- From:The Courier-Mail
- April 27, 2012
It's a win that comes with a $20,000 cheque.
Meanwhile, winners have also emerged from a number of the world's highest book honours, including the PEN/Faulkner Award this time last month and National Book Critics Award earlier this month, both in the US.
It follows a slough of shortlistings for other major book gongs including the handsomely paid IMPAC Dublin Literary Award, The Orange Prize for female fiction in the UK, the new manifestation of the now defunct Commonwealth Writers' Prize, as well as a longlisting for the National Biography award in Australia.
For its part, the Orange Prize for women's writing has winnowed potential winners down to a shortlist of six.
The shortlists for the 2012 Commonwealth Book Prize - a fresh category of what was formerly the Commonwealth Writers Prize - were revealed on Tuesday of this week, with the winner to come out on June 8.
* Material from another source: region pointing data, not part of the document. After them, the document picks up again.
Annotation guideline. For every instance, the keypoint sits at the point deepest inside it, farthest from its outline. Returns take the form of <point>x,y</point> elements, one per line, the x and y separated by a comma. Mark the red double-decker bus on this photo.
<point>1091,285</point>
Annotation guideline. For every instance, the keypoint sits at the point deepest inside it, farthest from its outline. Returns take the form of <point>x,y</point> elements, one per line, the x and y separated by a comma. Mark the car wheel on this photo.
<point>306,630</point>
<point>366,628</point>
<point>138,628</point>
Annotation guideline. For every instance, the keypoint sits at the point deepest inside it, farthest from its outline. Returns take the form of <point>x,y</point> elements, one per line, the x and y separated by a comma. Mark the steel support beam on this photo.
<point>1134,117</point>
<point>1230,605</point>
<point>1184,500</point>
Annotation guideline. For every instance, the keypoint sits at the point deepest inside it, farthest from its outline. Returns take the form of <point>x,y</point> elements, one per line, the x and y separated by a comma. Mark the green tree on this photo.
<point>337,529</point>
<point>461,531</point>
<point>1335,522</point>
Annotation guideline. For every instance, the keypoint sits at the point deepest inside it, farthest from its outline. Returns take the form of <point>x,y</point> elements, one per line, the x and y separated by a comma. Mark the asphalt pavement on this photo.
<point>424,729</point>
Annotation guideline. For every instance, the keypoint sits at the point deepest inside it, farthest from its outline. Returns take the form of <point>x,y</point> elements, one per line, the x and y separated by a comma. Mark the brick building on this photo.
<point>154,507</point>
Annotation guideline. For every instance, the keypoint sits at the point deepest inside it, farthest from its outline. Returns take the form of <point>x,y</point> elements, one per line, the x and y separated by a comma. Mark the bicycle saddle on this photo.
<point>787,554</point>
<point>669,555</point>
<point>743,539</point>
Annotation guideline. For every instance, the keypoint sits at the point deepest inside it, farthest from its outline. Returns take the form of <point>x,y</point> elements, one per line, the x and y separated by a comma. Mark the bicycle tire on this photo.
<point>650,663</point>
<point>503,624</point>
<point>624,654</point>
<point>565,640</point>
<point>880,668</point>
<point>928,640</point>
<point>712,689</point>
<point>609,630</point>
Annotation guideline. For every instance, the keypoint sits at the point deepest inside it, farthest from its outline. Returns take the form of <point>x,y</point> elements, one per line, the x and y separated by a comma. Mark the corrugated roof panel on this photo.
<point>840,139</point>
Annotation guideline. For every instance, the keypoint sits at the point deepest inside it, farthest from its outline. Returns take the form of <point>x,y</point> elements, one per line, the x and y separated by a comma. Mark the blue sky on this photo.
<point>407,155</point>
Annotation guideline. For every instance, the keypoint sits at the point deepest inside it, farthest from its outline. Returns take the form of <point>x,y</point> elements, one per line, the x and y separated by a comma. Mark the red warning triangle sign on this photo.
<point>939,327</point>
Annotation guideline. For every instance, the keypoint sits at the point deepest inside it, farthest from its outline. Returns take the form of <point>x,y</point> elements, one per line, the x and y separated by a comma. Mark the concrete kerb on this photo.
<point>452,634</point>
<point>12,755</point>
On March 26, the American PEN/Faulkner prize went to "The Buddha in the Attic," a short novel about Japanese-American war brides by Julie Otsuka.
It was followed by the American National Book Critics Award on March 8, which went to a collection of works by short-story veteran Edith Pearlman.
Closer to home, the National Biography Award 2012 longlist will see 12 titles compete for the prestige as well as a $25,000 prize to be handed down on May 14 at the State Library of New South Wales as part of the Sydney Writers Festival.